Trust Corporations - Where Trustees can act by majority

Where there is an appointment of two lay persons and a trust corporation as trustees, and the trustees can act by majority, can the trust corporation be outvoted by the two lay persons?

Ian Partington
Horwood and James

Trustees must act unanimously, unless there is specific provision within the trust instrument to the contrary. If there is, then any such provision must be strictly adhered to if it is to be relied upon.

Where trustees may act by a majority, I would normally expect that any such provision would require any professional trustee (which would include a trust corporation) to be within the majority for the provision to be effective. If the lay trustees can bind the professional this could freeze the administration of the trust, especially should the lay trustees agree to do something that would be a breach of trust or conflict with other constraints upon the actions of the professional (such as breaching anti-money laundering regulations, for example).

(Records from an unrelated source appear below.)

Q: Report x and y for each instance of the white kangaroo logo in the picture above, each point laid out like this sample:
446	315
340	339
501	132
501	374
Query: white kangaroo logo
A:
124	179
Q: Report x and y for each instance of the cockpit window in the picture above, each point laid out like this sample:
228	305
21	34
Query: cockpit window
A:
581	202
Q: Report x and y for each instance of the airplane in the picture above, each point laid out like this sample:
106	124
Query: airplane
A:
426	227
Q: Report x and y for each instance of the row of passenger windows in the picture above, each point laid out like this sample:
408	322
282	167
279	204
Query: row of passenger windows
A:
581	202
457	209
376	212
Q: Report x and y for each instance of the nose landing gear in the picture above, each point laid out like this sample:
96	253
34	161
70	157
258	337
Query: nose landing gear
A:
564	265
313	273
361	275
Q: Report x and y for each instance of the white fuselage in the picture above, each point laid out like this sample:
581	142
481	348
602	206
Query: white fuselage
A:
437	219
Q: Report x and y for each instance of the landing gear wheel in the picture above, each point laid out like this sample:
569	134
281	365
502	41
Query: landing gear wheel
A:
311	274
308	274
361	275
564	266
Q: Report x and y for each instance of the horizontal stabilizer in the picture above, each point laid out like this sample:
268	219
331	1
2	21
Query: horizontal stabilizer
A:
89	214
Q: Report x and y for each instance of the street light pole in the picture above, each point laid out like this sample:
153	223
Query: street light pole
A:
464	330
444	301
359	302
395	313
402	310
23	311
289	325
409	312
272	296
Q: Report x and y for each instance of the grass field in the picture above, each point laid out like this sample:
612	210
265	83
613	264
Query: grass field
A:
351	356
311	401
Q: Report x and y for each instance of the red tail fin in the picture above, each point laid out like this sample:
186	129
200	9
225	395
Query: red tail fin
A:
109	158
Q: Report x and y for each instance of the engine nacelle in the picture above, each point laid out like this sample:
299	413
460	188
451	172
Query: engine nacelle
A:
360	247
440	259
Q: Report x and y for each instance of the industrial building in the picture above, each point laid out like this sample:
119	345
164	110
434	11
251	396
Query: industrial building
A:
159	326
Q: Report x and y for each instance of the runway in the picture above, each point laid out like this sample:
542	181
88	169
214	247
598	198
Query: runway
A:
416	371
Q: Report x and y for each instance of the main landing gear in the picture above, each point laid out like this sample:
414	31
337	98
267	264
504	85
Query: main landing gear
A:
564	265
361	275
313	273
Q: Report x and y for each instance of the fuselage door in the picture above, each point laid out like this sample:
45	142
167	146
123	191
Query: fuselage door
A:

If a professional trustee considers the actions of the majority are something that it cannot condone, it may have no option that to apply to the court for directions. If it seeks to retire, then it may be held to be liable for any wrong-doing, along-side the lay trustees, as by such retirement it has facilitated the action(s) in question.

The simple (?) answer to the question is “Yes” provided that the trust instrument permits trustees to act by a majority, without more.

If there are any restrictions on such power, the answer may be “No”, depending upon the nature of such restrictions.

Even if the answer is “Yes” and the trust instrument “requires” that all trustees must give effect to the majority decision, this is subject to the decision not being a breach of trust or giving rise to an illegal/criminal act. In which case the dissenting trustee can refuse and, if pressed to comply with the decision, apply to the court for directions.

The following might be of interest:

Paul Saunders

If there is no more wording than that, yes. Some clause give the trust corporation either two votes or a casting vote.